Animating Dosas

Scraping Saravana Bhavan’s web site to map restaurant locations in time and space

gganimate
leaflet
tidyverse
rvest
Published

May 31, 2018

Overview

From humble origins in Chennai, Saravana Bhavan has grown into a global chain of close to 100 high-quality, vegetarian South Indian restaurants. If you eat at their Delhi location, you’ll find a paper placemat in front of you listing all of their locations around the world. I took the opportunity to scrape their company website for the addresses of these locations and map them.

This blog explains how I made a few different visualizations of the chain’s growth, but here is my favorite.

HSB growth gif

You can find the code behind the images in this blog’s Github repo.

I hope this map, along with a few others I’ve made below, are more informative than the map currently available on Saravana’s website.

HSB map

N.B. This post was written using the old gganimate API

Web Scraping

Rather than load all packages at once, I will load them as needed for easier demonstration. I used rvest for web scraping and the tidyverse for data wrangling.

library(tidyverse)
library(rvest)
library(countrycode)
library(ggmap)

Scrape country pages

The first step was to scrape the data from the Saravana Bhavan website. To find the restaurant information, you need to enable Adobe Flash Player to see the map; then choose a country; then a city; and then pick a location. The complete urls contain a country (“cn”), a city (“cy”), and a restaurant id (“rid”). All of these will need to be scraped. An example of this pattern is “http://saravanabhavan.com/restaurants.php?cn=U.A.E&cy=Abu%20Dhabi&rid=73”.
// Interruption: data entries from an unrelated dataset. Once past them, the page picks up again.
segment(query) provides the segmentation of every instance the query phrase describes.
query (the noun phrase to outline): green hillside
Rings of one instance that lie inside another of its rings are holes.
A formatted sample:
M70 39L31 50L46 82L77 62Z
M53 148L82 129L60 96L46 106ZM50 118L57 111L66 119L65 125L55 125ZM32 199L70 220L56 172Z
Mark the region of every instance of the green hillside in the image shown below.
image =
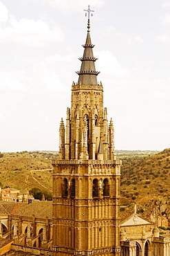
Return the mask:
M0 182L3 187L30 190L52 190L51 161L56 154L45 152L4 153L0 158Z
M143 158L124 158L122 203L155 196L170 197L170 149Z

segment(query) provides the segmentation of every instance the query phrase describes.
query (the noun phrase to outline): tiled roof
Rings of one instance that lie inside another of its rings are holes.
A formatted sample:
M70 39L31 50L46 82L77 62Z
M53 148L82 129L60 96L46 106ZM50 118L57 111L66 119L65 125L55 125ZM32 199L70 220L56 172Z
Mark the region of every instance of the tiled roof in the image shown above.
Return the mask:
M52 201L33 201L32 203L18 203L17 206L12 211L15 215L32 217L35 215L36 218L52 219Z

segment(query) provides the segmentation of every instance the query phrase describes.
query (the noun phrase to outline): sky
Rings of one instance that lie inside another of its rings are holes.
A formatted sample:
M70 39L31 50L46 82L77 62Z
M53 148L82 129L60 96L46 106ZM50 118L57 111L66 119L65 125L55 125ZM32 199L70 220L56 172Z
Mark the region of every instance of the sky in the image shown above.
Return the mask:
M170 147L170 1L0 0L0 152L59 150L88 5L116 149Z

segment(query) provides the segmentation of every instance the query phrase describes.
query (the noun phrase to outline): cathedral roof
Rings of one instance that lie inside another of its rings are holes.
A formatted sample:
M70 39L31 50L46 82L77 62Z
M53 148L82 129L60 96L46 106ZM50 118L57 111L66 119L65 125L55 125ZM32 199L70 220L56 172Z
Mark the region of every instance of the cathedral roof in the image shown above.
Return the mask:
M100 72L96 71L94 62L97 60L94 57L93 48L92 44L89 30L87 30L85 44L84 47L84 53L83 57L80 57L81 63L81 70L76 71L79 75L78 84L98 84L96 76Z

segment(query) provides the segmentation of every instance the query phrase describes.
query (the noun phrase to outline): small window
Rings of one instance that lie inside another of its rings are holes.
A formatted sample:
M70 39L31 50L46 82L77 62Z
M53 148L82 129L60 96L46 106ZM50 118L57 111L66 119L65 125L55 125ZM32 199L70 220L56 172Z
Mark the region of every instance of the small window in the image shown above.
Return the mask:
M75 179L73 179L70 185L70 197L75 198L76 196L76 181Z
M109 196L109 184L107 179L105 179L103 181L103 196Z
M94 179L94 180L93 180L92 196L98 196L98 180L96 179Z
M95 115L95 125L96 126L98 125L98 117L97 115Z
M65 179L63 181L63 184L62 184L62 195L63 197L67 197L68 195L68 181L67 179Z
In order to do this, I first manually compiled a list of countries, noting their exact spelling and spacing. I then wrote a function to scrape the names of all cities for each country into a dataframe. I also mutated a few columns that will be necessary:

  • the names of cities with spaces replaced by “%20” for functioning urls

  • the urls needed in the next step to scrape city pages

  • and a clean version of country names for later plotting

Next, I loaded in some data from the countrycode package in order to pair each country with its continent. Later we can map this variable to color for some differentiation in our map.

# start with vector of countries exactly matching website
countries <- c("Canada", "U.S.A", "SouthAfrica", "Sweden", "Netherland", 
               "U.K", "Germany", "France", "SaudiArabia", "Bahrain", "Qatar",
               "U.A.E", "Kuwait", "Oman", "India", "Thailand", "HongKong",
               "Malaysia", "Singapore", "Australia")
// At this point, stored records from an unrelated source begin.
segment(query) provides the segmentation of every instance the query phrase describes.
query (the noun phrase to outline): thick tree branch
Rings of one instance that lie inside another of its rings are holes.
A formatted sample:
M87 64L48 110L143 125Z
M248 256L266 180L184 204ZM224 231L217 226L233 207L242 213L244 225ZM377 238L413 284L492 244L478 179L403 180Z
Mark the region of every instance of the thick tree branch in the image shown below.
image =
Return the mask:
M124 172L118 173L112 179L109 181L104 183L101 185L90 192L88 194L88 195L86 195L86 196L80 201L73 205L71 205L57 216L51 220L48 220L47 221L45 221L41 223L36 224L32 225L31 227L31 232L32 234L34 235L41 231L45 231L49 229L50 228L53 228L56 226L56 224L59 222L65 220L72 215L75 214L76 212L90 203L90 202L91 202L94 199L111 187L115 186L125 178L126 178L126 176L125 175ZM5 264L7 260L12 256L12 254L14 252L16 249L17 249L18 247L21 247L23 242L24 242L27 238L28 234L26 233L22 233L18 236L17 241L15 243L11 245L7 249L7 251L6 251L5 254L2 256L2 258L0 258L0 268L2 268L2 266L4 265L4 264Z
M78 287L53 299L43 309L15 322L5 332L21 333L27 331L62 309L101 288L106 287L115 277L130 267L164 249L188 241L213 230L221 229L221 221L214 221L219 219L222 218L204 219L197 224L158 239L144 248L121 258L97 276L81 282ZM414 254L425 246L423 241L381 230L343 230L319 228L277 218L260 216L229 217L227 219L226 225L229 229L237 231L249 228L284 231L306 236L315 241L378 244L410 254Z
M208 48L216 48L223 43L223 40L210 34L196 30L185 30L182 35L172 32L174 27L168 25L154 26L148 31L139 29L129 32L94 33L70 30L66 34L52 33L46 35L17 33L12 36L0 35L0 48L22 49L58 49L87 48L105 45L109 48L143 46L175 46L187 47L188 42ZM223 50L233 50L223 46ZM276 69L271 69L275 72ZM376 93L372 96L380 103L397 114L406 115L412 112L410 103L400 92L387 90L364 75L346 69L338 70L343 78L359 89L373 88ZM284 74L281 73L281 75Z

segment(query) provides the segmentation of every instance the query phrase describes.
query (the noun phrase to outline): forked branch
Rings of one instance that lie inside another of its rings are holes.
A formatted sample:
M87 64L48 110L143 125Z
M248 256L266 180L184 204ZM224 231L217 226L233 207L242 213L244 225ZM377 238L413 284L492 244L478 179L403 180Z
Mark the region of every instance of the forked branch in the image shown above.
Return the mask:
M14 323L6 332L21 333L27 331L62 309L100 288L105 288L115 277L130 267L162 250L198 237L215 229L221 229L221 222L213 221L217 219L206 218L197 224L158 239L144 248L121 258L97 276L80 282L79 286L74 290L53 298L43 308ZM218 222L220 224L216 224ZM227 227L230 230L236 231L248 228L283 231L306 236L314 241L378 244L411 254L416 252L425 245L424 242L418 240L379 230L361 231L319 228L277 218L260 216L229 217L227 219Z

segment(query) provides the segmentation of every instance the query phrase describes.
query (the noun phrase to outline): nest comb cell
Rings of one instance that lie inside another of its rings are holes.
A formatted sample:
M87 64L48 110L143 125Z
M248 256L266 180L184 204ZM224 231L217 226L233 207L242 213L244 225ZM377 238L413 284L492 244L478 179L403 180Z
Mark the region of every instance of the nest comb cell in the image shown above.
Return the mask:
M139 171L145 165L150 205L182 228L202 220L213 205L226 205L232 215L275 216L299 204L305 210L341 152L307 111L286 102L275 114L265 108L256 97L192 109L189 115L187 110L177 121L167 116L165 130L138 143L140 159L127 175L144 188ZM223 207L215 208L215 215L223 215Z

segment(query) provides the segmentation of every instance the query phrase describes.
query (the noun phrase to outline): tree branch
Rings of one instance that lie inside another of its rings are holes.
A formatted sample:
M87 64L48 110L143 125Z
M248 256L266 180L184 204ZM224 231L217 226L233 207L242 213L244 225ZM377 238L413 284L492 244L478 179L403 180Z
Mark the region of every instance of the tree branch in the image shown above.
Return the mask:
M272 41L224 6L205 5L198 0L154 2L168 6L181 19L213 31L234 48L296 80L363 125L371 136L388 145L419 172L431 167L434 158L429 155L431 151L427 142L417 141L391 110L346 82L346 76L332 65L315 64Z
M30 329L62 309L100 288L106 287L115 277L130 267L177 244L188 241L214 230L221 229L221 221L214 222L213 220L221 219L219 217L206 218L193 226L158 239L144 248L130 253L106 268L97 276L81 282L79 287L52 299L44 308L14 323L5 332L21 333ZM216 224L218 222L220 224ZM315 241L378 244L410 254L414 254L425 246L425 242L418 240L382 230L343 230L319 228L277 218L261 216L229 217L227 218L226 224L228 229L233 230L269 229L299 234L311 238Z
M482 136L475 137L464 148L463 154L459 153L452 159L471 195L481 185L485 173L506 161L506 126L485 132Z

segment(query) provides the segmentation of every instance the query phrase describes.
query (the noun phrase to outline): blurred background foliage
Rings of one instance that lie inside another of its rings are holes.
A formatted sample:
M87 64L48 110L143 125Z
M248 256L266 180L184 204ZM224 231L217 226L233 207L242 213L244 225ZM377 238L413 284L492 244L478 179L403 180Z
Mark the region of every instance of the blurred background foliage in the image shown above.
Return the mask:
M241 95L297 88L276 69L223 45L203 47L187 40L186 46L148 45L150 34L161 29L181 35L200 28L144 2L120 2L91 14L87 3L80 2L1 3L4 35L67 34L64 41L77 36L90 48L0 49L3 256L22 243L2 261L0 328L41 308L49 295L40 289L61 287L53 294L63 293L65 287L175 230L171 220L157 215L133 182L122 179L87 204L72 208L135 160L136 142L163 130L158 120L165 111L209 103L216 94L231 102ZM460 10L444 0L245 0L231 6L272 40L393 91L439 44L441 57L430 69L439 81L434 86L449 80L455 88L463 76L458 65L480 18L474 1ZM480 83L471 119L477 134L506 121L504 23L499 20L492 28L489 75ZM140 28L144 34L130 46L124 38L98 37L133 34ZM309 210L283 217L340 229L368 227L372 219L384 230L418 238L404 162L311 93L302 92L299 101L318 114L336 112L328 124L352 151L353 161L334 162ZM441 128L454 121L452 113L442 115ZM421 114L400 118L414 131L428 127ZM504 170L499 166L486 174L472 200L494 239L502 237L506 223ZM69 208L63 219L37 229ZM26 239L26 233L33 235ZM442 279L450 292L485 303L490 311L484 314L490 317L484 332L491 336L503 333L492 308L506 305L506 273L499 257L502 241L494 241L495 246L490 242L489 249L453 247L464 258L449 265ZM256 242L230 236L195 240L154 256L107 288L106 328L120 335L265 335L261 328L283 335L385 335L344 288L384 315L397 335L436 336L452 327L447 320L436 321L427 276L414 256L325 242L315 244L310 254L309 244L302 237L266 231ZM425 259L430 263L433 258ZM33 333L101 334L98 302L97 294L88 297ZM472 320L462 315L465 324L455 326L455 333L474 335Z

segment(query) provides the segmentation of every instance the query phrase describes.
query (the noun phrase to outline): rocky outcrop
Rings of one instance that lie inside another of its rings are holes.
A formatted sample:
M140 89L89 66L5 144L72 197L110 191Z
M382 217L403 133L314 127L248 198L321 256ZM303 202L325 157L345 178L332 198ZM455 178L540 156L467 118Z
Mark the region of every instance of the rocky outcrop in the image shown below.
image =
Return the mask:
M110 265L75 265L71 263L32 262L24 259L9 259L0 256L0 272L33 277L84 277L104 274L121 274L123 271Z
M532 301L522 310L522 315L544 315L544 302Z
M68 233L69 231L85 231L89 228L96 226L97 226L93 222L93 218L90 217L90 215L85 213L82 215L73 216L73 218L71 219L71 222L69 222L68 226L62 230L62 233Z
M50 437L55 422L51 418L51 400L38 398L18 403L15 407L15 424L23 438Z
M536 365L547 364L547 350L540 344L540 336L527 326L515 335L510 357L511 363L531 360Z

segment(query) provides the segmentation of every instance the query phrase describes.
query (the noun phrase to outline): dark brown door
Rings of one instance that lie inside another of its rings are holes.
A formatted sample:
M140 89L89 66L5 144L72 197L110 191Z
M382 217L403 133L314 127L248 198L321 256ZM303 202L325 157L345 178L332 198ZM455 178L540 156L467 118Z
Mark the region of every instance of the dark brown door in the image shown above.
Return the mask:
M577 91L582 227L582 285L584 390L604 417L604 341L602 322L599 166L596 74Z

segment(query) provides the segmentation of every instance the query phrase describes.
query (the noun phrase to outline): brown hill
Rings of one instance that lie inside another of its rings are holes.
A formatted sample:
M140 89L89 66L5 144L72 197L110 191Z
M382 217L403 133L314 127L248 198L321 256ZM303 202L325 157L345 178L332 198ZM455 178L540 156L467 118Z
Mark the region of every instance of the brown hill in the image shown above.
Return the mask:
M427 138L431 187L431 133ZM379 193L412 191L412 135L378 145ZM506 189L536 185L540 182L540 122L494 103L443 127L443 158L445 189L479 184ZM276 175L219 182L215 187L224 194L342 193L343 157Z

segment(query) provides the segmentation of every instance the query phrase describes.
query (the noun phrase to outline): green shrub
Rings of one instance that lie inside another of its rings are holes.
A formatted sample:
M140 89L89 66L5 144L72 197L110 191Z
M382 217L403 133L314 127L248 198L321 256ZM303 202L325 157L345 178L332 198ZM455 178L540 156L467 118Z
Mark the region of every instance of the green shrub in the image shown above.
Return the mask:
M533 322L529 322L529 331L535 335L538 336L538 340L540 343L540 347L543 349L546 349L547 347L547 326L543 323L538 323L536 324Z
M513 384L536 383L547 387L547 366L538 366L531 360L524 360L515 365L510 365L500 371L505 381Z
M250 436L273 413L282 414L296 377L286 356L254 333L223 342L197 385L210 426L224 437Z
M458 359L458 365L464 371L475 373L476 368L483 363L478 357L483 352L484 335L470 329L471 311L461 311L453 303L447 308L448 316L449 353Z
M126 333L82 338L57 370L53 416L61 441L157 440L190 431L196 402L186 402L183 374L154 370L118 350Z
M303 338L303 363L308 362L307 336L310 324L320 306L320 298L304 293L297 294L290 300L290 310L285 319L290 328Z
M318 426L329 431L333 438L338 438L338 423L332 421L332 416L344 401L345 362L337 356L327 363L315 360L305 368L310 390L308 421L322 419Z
# function to scrape country web pages for city names
scrape_country <- function(country) {
    
    url <- str_c("http://www.saravanabhavan.com/restaurants.php?cn=", country)
    city <- read_html(url) %>% 
        html_nodes(".arial-11-gray-bold-black") %>% 
        html_text() %>%
        .[!str_detect(., pattern = "Guest")]
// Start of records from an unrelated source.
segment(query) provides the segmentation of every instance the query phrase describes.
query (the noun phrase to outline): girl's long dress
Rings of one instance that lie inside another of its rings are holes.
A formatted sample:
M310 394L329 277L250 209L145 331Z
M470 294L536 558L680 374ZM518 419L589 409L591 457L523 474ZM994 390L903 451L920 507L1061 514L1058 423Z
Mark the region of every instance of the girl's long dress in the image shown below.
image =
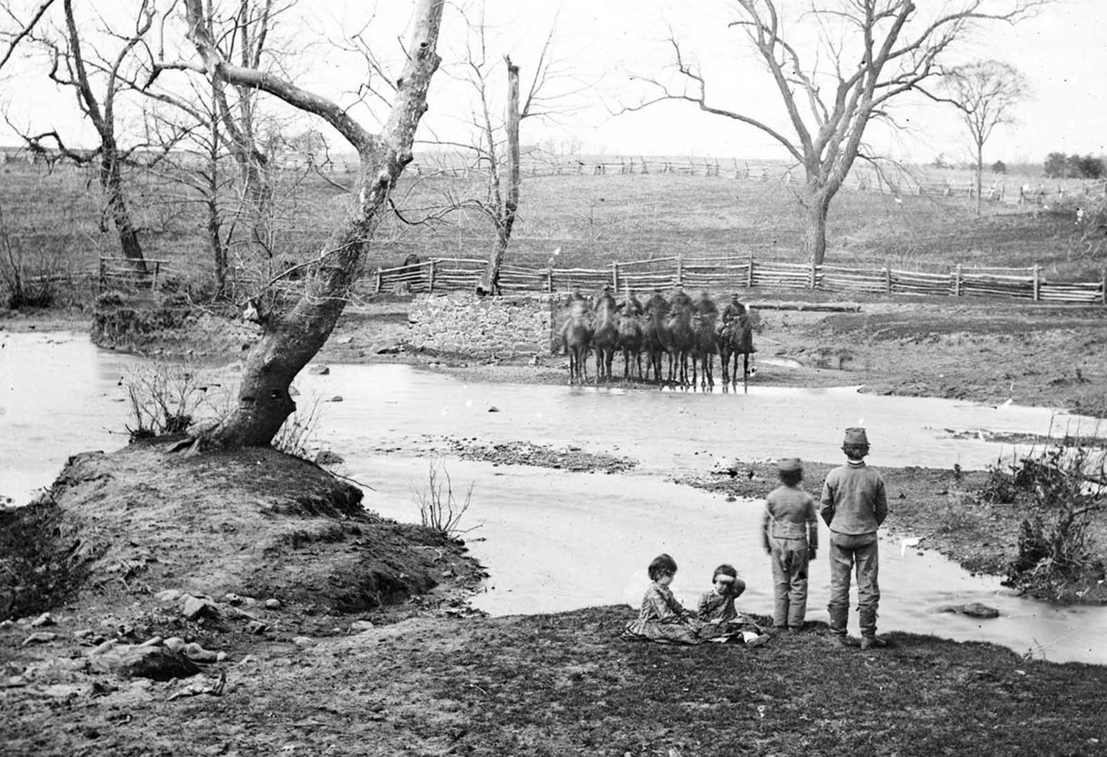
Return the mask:
M700 622L685 610L668 587L651 583L642 598L638 620L627 624L623 635L663 644L699 644Z

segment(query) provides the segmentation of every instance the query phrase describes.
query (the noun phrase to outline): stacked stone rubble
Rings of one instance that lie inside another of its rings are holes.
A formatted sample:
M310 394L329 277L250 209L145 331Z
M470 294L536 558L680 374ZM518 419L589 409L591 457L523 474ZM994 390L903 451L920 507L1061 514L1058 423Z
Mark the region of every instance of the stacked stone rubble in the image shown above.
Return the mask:
M410 341L415 348L475 357L549 355L554 300L549 294L420 294L408 311Z

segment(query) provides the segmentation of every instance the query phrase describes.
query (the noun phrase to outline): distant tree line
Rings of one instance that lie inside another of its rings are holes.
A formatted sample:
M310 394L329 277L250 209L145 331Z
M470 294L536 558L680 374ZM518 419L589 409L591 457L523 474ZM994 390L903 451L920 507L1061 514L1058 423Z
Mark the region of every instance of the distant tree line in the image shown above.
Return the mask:
M1093 155L1049 153L1045 158L1048 178L1103 178L1104 162Z

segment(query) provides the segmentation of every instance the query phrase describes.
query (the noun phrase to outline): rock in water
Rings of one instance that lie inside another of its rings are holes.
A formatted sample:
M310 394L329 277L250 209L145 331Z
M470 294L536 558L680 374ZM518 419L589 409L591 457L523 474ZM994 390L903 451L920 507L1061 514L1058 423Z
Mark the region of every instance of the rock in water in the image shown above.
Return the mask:
M982 618L992 619L999 618L1000 611L995 608L990 608L986 604L981 604L980 602L972 602L970 604L948 604L940 610L940 612L958 612L962 615L968 615L969 618Z

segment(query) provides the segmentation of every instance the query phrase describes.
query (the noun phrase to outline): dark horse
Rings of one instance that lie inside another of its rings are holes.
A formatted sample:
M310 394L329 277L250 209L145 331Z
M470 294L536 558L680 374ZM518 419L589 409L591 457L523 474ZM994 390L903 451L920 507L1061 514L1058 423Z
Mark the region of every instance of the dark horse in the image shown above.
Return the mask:
M723 363L723 386L736 384L738 381L738 355L742 355L742 386L749 384L749 355L757 352L754 349L754 329L749 315L742 313L723 324L718 332L718 353ZM731 372L731 357L734 357L734 372Z
M601 297L596 302L592 349L596 351L596 383L611 381L611 361L619 348L619 310L613 297Z
M569 383L588 381L588 352L592 346L592 315L588 303L575 300L561 325L561 341L569 353Z

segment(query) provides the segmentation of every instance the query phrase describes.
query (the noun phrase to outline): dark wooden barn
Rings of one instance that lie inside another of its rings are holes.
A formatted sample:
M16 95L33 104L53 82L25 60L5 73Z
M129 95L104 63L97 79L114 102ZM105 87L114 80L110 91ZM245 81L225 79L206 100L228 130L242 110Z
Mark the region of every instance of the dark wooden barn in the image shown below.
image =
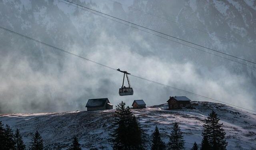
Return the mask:
M110 104L108 98L90 99L85 106L87 111L113 109L113 105Z
M132 108L146 108L146 103L143 100L134 100L132 103Z
M170 96L167 101L169 109L180 109L190 106L191 100L186 96Z

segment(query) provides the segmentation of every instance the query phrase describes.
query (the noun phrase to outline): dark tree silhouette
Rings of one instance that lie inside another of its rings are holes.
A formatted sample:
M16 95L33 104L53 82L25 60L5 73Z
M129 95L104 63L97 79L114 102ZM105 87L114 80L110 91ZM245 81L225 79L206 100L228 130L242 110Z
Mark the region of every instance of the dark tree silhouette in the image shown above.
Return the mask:
M78 140L76 136L74 136L73 138L73 142L70 147L68 149L69 150L81 150L82 149L80 147L80 144L78 142Z
M223 124L218 123L220 118L213 110L205 119L202 134L207 138L209 144L214 150L225 150L228 142L225 139L226 132L222 128Z
M144 130L140 123L122 101L116 106L110 140L116 150L144 150Z
M26 146L24 144L21 135L20 134L19 129L17 129L14 135L15 142L15 150L25 150Z
M43 150L44 149L43 140L37 130L31 139L29 149L30 150Z
M196 142L195 142L193 144L193 147L191 148L191 150L198 150L198 146L197 145Z
M155 131L152 134L152 138L151 150L165 150L165 144L161 139L160 133L156 126Z
M6 124L4 132L5 144L4 146L6 150L14 150L15 142L14 139L13 132L8 124Z
M209 144L208 139L206 136L204 136L201 143L201 148L200 150L209 150L211 149L211 146Z
M0 150L5 150L6 138L4 135L5 130L2 121L0 121Z
M182 135L180 128L177 122L174 123L172 127L168 146L168 150L181 150L184 149L183 136Z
    tibble(country = country, city = city)
}

# loop over country web pages to get df of countries and cities, plus complete urls
hsb <- countries %>%
    map_dfr(scrape_country) %>%
    mutate(
        city_str = str_replace(city, " ", "%20"),
        city_url = str_c("http://www.saravanabhavan.com/restaurants.php?cn=", 
                         country, "&cy=", city_str),
        clean_country = case_when(
            country == "U.S.A" ~ "United States",
            country == "U.K" ~ "United Kingdom",
            country == "SaudiArabia" ~ "Saudi Arabia",
            country == "HongKong" ~ "Hong Kong SAR China",
            country == "Netherland" ~ "Netherlands",
            country == "U.A.E" ~ "United Arab Emirates",
            country == "SouthAfrica" ~ "South Africa",
            TRUE ~ country
        )
    )

# get country-continent pair data from countrycode package for joining
data("codelist")
continents <- codelist %>%
    select(country.name.en, continent)

# fix country names and join with continents
hsb1 <- hsb %>%
    left_join(continents, by = c("clean_country" = "country.name.en"))

# output file after scraping
saveRDS(hsb1, file = "hsb1.rds")

We can see the results thus far here.

Data table

Scrape city pages

After scraping the country pages for city names, we can scrape the city pages for their locations. We can write a very similar function but now target both the name of the location and its corresponding restaurant id (“rid”).

# function to get locations and restaurant id from city page
get_location_rid <- function(city_url) {
    
    content <- read_html(city_url)
    
    location <- content %>%
        html_nodes("#branchDiv") %>% 
        html_text(trim = TRUE) %>%
        str_split("\n") %>%
        unlist() %>% 
        str_trim()
    
    rid <- content %>%    
        html_nodes(".arial-11-gray-bold-black") %>%
        html_attr("onclick") %>%
        str_subset("rid=") %>%
        word(start = -1, sep = "=") %>%
        word(start = 1, sep = "'")
    
    tibble(location, rid)
}

# add locations and rid to each city; mutate complete url for a location
hsb2 <- hsb1 %>%
    mutate(location_rid = purrr::map(.$city_url, get_location_rid)) %>%
    unnest() %>%
    mutate(rid_url = str_c(city_url, "&rid=", rid))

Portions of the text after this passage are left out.